Les “frais de notaires”, qui peuvent atteindre 8 ou 9 % sur le prix lors des ventes immobilières, représentent en réalité :

  • A : Pour la plus grosse partie un impôt
  • B : La rémunération du notaire
  • C : La rémunération du notaire et des intermédiaires comme les agences immobilières
  • D : Ces frais sont illégaux, vous vous avez été escroqué(e) en achetant votre appartement

Réponse A

L’appellation “frais de notaire” est trompeuse. Elle arrange bien l’État qui masque ainsi un prélèvement fiscal important sur chaque vente immobilière (s’agissant de l’immobilier ancien et non du neuf). C’est pourquoi il vaut mieux parler de “droits de mutation”, la mutation étant le passage d’un bien d’un patrimoine à un autre, en l’occurrence par une vente. 

Ces droits de mutation se composent d’abord d’une “taxe sur la publicité foncière”, dont les taux sont variables. Pour les acquisitions d’immeubles anciens, la commune prend 1.20 % sur le prix de vente (Code général des impôts, CGI, article 1584), le département entre 1.20 et 4.5 % selon ce qu’en décide le conseil départemental (CGI, article 1594 D), et à cela s’ajoutent les frais de recouvrement (la machinerie fiscale qu’il faut bien financer aussi) de 2.37 %. Dans certains cas, notamment pour encourager certaines opérations, les communes et départements peuvent décider de diminuer leurs taux respectifs.

Une “contribution de sécurité immobilière” (CGI, article 879) s’ajoute, et consiste en des sommes forfaitaires (8 ou 15 euros par document officiel lié à la vente). Elle bénéficie à l’État.

Le notaire, quant à lui, ajoute ses propres frais de dossier (dits “frais et débours”), qui sont variables : certaines ventes supposent plus de formalités que d’autres, par exemple lorsqu’il faut consulter le cadastre pour vérifier les limites d’une propriété. Cela n’inclut pas la rémunération du notaire, appelée “émoluments”. Ces dernier consistent en un pourcentage du prix de vente, fixé par arrêté ministériel (Code de commerce, article A. 444-163-1). Le taux est de 0.799 % lorsque le prix de vente dépasse 60 000 euros. À noter que le notaire peut consentir une remise en cas de montant important.

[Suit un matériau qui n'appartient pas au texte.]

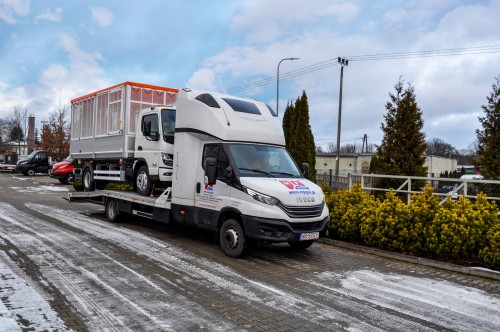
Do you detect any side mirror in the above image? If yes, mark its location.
[144,131,160,141]
[226,166,233,183]
[300,163,309,179]
[205,158,217,185]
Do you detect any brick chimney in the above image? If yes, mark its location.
[28,116,35,154]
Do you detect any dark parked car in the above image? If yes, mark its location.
[16,150,51,176]
[50,156,75,184]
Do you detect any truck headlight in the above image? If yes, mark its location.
[244,188,278,205]
[161,152,174,167]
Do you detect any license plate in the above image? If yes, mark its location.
[299,232,319,241]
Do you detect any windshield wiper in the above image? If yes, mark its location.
[271,172,298,178]
[240,168,274,178]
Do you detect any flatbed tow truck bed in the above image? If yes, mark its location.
[65,188,171,223]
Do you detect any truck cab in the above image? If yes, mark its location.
[171,90,329,257]
[133,105,176,195]
[16,150,50,176]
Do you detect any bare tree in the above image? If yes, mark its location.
[7,105,28,154]
[41,105,70,160]
[425,138,458,158]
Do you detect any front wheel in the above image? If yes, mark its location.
[104,198,120,222]
[219,219,245,258]
[82,167,95,191]
[135,165,151,196]
[66,172,75,184]
[288,240,314,250]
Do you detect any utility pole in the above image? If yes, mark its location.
[361,134,368,153]
[335,57,349,186]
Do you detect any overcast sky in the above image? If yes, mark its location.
[0,0,500,149]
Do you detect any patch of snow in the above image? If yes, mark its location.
[0,252,69,332]
[10,185,69,193]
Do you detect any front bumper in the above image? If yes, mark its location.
[50,172,71,179]
[241,216,330,242]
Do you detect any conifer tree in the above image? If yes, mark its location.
[376,78,427,188]
[283,91,316,181]
[476,75,500,179]
[282,102,295,149]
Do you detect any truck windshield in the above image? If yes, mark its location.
[229,144,302,178]
[161,109,175,144]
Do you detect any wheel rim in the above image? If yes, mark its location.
[137,172,148,191]
[108,201,116,220]
[224,228,239,249]
[83,171,90,188]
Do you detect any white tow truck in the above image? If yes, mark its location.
[68,89,329,257]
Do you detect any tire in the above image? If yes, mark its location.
[82,167,95,191]
[288,240,314,250]
[65,172,75,184]
[104,198,120,222]
[135,165,151,196]
[219,219,245,258]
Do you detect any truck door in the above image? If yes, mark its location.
[194,144,231,229]
[33,151,49,173]
[135,113,161,175]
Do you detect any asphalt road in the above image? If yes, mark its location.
[0,173,500,332]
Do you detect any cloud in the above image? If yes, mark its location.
[35,7,63,22]
[231,0,360,42]
[189,0,500,148]
[187,68,216,91]
[90,7,115,27]
[0,0,30,24]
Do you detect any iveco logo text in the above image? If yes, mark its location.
[295,197,315,203]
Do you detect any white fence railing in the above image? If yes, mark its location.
[317,174,500,204]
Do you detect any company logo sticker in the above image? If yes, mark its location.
[279,180,316,195]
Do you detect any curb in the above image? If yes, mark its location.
[316,238,500,281]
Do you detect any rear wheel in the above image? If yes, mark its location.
[219,219,245,258]
[288,240,314,250]
[82,167,95,191]
[135,165,151,196]
[104,198,120,222]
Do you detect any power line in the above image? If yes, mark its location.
[221,45,500,94]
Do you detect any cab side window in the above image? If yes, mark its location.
[142,114,159,136]
[202,144,229,183]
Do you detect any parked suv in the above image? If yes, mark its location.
[50,156,75,184]
[16,150,50,176]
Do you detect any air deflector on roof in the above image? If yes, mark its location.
[195,93,220,108]
[222,98,261,115]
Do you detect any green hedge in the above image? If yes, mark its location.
[325,184,500,269]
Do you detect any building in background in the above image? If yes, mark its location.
[316,153,457,177]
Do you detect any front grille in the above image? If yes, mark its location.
[277,202,325,219]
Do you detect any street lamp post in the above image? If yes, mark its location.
[335,58,349,188]
[276,58,300,116]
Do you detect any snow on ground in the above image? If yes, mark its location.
[26,203,500,330]
[0,198,500,331]
[10,185,69,193]
[310,270,500,331]
[0,251,68,332]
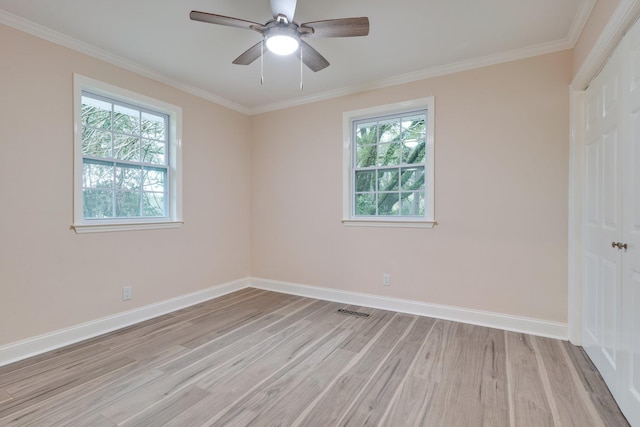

Enfin, les frais d’agence immobilière, qui ne sont pas des impôts mais une commission, sont dus en marge des frais de notaire.

Question 2/4

L’argent des amendes liées aux contrôles radar automatique et autres amendes routières est destiné à :

  • A : Financer le frais de campagne des candidats à l’élection présidentielle
  • B : Payer des becquets arrière, jantes alu et housses de volants en cuir pour les voitures de police
  • C : Financer des équipements médicaux et désendetter l’État
  • D : Financer les JO 2024

Réponse  C,  mais pas seulement

Face à toutes les hypothèses farfelues qui circulent sur la destination de l’argent des amendes liées aux notamment aux radars automatiques, il a été décidé d’inscrire cette recette dans un “compte d’affectation spéciale” de l’État (CAS). Il s’agit d’un compte distinct des autres ressources et dépenses publiques, qui permet d’identifier les recettes et leur affectation (autrement dit ce à quoi elles servent). La Cour des comptes analyse chaque année l’utilisation de ces recettes : pour 2022, la Cour recense 1.874 milliard d’euros entrés dans les caisses de l’État, qu’il s’agisse d’amendes routières, par radar ou non, majorées (car non payées à temps) et non majorées.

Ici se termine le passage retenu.